Of course over 80 BRs are also Ramsar sites, and many other BRs also have wetlands within them.  So the challenge can equally be seen as one for wetlands, Ramsar Sites, nationally important or simply an important damp landscape feature!  It would be great if the RCN can promote the idea of the biocultural challenge for wetlands, simply using the BR challenge, and substituting “wetland” for “Biosphere Reserve”.  It would be great to have two complementary (and in some cases overlapping) sets of globally important sites taking part in a biocultural challenge!

By Dr.
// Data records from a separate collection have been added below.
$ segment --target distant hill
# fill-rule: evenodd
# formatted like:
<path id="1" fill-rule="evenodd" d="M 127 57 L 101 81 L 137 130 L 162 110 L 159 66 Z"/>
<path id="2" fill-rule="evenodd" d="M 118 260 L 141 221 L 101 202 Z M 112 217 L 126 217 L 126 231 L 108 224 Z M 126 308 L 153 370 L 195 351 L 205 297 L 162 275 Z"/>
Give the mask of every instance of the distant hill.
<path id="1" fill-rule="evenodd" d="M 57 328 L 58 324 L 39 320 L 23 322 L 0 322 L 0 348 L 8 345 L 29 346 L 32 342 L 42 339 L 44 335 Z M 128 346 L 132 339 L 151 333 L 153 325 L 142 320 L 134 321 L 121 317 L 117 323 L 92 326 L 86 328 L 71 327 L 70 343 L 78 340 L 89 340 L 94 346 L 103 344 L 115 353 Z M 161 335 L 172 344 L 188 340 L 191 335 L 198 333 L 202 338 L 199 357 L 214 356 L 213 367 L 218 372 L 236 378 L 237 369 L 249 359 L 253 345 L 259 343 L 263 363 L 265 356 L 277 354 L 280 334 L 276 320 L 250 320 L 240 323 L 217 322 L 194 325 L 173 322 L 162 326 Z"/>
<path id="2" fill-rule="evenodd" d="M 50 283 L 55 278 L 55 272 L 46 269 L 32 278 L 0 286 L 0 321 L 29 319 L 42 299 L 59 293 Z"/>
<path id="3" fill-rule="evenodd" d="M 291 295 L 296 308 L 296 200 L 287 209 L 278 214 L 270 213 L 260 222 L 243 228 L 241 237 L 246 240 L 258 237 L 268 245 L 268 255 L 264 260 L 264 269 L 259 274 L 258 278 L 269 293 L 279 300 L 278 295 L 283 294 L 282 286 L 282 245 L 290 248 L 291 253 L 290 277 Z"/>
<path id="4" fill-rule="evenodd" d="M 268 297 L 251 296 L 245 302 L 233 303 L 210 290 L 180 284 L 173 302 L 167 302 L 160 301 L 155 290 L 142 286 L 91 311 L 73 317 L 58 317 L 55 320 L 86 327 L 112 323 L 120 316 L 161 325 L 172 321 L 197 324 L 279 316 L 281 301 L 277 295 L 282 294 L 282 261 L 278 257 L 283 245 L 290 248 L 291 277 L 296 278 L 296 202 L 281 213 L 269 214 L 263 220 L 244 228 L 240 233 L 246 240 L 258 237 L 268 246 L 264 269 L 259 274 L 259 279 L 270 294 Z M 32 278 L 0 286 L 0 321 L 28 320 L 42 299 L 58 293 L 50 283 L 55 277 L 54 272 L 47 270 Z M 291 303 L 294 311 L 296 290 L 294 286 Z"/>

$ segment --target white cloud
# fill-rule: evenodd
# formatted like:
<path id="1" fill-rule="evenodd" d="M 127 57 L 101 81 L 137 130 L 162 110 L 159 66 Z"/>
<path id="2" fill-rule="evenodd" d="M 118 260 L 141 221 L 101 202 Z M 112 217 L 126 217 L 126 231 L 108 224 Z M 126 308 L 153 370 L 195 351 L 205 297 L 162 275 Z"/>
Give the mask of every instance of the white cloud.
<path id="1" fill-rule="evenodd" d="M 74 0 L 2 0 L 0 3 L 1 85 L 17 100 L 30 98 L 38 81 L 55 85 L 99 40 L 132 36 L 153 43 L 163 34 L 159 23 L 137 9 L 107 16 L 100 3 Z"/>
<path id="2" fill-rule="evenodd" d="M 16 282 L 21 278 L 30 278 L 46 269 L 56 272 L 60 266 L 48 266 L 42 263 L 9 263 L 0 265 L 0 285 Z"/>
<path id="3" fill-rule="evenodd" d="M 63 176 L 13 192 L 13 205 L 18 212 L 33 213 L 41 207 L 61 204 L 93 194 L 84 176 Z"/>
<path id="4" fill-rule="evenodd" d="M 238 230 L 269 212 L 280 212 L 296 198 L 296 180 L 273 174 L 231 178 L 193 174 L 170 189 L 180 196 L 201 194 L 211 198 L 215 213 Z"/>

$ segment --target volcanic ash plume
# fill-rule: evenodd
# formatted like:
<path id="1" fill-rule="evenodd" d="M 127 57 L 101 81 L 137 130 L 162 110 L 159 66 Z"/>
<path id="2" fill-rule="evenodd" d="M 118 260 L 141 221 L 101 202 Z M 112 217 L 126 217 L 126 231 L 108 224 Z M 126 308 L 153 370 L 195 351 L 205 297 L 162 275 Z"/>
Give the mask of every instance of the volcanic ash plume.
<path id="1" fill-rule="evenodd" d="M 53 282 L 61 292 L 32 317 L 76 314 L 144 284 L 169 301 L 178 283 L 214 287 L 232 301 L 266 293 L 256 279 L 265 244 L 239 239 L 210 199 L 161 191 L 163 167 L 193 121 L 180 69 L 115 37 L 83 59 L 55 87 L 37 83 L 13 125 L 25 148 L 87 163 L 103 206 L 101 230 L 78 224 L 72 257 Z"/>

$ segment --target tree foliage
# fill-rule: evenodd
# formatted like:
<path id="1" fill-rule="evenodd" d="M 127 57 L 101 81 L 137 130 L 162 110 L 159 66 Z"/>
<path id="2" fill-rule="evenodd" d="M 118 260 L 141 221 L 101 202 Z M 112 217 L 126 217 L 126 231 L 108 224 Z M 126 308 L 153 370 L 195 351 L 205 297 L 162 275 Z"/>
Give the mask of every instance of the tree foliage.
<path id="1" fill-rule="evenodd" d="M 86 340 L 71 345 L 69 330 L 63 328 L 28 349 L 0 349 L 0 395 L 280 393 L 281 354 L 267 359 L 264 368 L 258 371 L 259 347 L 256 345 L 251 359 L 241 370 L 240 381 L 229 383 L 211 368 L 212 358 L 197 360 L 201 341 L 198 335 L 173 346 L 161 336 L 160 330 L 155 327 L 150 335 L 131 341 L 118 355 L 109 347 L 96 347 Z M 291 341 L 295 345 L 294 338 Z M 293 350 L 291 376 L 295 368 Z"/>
Peter Bridgewater

Institute of Applied Ecology, University of Canberra and Centre for Museums and Heritage, The Australian National University.

peter.bridgewater@canberra.edu.au 

Appendix – The Challenge.

CHALLENGE  Managers, carers and supporters of wetlands, including but not only, Wetlands of International Importance, to take specific actions for promotion of both cultural and biological diversity by, inter alia:

  • Assuring the inclusion of biocultural diversity in planning for nature conservation and landscape management in and around the wetland;

  • Designing and implementing procedures for the participation of different stakeholders, including local communities, in the implementation of policies relevant for linking biological and cultural diversity;

  • Incorporating links between biological and cultural diversity in sustainable management practices, including through the development of appropriate criteria and indicators;

  • Recognising the positive interactions between biological and cultural diversity through appropriate certification processes and effective product labelling;

  • Recognising and protecting any sacred natural sites within the wetland;

  • Recognising and supporting local production practices as good practices for the conservation and promotion of linked biological and cultural diversity;

  • Enhancing institutional and organizational capacities in terms of marketing and support for cultural products of the wetland;

  • Encouraging partnerships such as participatory research opportunities between researchers and local communities on biocultural diversity;

  • Recognising and advocating good local practices for maintaining biological and cultural diversity;

  • Encouraging and empowering local communities, for whom the wetland is important, to continue, transmit, and innovate traditional practices compatible with the sustainable use of biocultural diversity;

  • Ensuring public awareness and education for the wetland include the links between biological and cultural diversity;

  • Developing actions towards protecting natural, tangible, and intangible cultural heritages and extending the resources available for the development and strengthening of national and regional cultural programs within sand around the wetland;

  • Recognising and promoting folkloric literature (e.g. fables and myths) of local communities in relation to biodiversity conservation, and incorporating them into biodiversity related educational opportunities, and

  • Promoting participation of private sector and NGOs in maintaining and conserving biological and cultural diversity within wetlands.